Promoting cycle helmets gives people the impression that cycling is dangerous, but once again, the evidence doesn’t suggest that. Of all Traumatic Brain Injury (TBI) in the US from 1997 to 2007, cycling was a tiny proportion.
|Activity||Average TBI fatalities/year||% of total|
I know that it’s going to sound ridiculous, but are we honestly suggesting that people wear helmets in their cars or whilst walking?
A psychologist friend of mine suggested that, were I really interested in reducing the risk of cycling, I should buy a blonde wig, dress in female clothing and wobble as I cycle. This would have a far greater effect on motorist’s behaviour towards me than any helmet (which incidentally, tends to cause drivers to drive more recklessly around you than if you’re not wearing a helmet). The real risks are available in this interesting quiz.
Just before I finish on this subject, I don’t normally lend much in the way of credence to the reporting of the Guernsey Evening Press, but I note that there was a report today claiming that young children forced to wear a helmet to the skate park would rather skate elsewhere. Do we think that children would be safer skating on the street? Obviously not, we simply need to learn that when children fall, they will hurt themselves, this is part of learning to live with risk and what risk we’re willing to undertake.
This is my biggest fear. I remember being told that were we to apply the health and safety norms of today to the invention of the car, it would never have been allowed.

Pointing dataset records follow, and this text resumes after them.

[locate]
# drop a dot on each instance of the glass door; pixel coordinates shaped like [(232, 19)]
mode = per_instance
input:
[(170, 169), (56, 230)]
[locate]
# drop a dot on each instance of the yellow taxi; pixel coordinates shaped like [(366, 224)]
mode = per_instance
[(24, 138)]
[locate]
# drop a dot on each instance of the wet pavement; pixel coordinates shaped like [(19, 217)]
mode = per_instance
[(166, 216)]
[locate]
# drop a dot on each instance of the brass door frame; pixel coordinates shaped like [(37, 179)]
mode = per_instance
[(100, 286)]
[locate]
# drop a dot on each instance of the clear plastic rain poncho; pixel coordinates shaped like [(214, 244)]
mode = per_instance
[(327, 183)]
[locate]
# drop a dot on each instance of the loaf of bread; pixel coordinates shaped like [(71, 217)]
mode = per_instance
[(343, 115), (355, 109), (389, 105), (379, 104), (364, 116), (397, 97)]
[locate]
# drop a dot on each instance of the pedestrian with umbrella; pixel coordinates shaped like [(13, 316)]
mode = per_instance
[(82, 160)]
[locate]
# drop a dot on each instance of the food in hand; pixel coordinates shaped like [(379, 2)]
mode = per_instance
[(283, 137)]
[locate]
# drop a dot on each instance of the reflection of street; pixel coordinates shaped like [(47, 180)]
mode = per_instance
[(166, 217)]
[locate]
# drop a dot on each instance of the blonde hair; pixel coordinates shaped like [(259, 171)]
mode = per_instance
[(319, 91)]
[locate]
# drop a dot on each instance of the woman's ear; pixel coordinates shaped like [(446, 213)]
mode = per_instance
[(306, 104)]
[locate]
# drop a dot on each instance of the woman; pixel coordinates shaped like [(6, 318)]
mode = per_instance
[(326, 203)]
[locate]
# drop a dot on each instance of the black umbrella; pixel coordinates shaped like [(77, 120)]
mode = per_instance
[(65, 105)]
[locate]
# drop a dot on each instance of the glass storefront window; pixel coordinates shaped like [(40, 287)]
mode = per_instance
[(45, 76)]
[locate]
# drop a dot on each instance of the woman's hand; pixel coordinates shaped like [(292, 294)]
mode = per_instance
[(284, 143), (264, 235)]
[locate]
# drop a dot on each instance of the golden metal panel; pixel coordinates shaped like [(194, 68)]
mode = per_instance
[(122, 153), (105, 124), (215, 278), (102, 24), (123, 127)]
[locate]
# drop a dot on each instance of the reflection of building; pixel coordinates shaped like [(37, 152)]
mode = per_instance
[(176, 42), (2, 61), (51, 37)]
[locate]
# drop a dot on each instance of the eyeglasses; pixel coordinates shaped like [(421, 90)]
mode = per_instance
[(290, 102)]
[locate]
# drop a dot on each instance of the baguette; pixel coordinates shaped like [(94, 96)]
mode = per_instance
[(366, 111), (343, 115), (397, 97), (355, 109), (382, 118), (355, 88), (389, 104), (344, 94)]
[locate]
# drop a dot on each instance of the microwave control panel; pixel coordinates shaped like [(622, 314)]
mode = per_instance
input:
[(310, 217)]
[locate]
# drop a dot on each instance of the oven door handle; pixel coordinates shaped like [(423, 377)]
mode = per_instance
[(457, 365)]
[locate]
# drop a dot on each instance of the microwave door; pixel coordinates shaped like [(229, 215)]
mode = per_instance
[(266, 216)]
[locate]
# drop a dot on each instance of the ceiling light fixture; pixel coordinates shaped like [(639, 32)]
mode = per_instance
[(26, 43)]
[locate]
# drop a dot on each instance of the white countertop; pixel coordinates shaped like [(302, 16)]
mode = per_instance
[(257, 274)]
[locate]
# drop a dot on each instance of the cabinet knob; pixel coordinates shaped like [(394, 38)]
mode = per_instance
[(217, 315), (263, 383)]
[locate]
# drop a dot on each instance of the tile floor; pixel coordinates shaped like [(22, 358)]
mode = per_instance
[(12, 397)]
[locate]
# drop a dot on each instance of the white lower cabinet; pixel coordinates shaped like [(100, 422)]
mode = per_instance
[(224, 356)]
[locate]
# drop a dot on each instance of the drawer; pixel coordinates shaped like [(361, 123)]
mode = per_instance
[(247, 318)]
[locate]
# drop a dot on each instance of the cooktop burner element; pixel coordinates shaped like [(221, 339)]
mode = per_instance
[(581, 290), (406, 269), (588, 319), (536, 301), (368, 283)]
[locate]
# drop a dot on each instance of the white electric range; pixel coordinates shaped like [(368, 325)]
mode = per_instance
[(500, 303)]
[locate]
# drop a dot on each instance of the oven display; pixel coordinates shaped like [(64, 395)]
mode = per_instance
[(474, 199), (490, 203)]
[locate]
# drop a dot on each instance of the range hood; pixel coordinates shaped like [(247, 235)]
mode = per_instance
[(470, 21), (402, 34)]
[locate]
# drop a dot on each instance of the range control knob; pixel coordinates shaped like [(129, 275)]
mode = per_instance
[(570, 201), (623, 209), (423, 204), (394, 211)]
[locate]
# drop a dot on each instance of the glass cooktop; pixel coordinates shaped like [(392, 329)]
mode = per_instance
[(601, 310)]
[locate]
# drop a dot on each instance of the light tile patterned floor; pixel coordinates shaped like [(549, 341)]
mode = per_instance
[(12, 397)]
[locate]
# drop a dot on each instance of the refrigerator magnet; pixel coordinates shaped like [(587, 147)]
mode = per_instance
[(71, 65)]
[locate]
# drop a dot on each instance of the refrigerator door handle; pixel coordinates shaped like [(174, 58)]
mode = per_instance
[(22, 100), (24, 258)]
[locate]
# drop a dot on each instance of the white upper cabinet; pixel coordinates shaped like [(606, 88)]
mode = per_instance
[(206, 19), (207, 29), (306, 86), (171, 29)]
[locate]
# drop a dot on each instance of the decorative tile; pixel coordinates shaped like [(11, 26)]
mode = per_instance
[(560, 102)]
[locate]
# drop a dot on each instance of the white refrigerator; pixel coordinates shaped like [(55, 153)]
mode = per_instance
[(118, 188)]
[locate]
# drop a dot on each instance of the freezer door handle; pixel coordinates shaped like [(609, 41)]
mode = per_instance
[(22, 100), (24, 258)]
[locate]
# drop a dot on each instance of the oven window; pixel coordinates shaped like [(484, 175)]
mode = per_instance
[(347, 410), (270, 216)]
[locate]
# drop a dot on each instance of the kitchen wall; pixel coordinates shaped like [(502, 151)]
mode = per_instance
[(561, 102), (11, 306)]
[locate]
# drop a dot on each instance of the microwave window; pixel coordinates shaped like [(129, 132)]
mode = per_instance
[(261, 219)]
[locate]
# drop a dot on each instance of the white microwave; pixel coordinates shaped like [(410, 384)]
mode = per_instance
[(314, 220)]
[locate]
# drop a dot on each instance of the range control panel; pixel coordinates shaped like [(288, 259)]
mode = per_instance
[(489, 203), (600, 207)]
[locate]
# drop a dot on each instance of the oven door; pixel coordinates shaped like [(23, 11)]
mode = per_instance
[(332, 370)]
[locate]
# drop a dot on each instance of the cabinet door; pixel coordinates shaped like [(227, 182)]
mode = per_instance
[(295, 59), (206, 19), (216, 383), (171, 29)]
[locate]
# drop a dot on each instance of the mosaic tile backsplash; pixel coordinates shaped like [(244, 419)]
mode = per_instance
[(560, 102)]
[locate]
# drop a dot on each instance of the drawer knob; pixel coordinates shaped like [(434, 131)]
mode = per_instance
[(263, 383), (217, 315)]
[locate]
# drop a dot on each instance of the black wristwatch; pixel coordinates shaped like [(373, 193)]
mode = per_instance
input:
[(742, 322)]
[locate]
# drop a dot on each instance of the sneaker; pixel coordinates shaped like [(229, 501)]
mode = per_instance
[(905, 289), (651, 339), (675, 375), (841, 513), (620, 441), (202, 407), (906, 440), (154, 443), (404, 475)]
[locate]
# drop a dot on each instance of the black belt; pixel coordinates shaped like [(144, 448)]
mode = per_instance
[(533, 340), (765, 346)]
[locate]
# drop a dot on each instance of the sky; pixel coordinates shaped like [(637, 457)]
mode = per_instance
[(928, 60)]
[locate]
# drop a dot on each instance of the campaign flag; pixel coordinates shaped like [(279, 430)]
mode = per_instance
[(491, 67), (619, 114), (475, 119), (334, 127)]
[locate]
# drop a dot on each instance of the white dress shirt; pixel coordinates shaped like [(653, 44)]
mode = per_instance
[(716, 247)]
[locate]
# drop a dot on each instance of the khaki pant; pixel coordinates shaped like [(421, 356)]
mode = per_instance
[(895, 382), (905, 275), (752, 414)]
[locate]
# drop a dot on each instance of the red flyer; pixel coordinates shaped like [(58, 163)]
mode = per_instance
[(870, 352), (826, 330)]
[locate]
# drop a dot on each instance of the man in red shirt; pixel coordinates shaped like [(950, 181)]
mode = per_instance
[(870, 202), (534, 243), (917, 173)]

The idea that we regularly jump into a moving vehicle with such an appalling safety record and demand multiple locations that sell highly flammable liquid is simply incompatible with today’s orthodoxy.
We’ve reached the point of stifling innovation, talking of risk as though it were a bad thing without recognising the benefits. This is not a mindset that will serve us well. We do not need a future generation of risk averse health and safety executives. What we need are a number of wealth creators who recognise risk and learn to evaluate and understand it, not try to eliminate it.
I’ll finish with an anecdote from my past. I used to work in the information security department of a bank, the policemen of the IT systems if you like. Too frequently the talk was of removing risk, when the only effective means of removing risk was to switch the computers off. On one occasion I could see a manager contemplating it, not realising that he was contemplating shutting down the bank.
Are we on the brink of trying to remove risk to the same extent, not realising the wider consequences of our actions?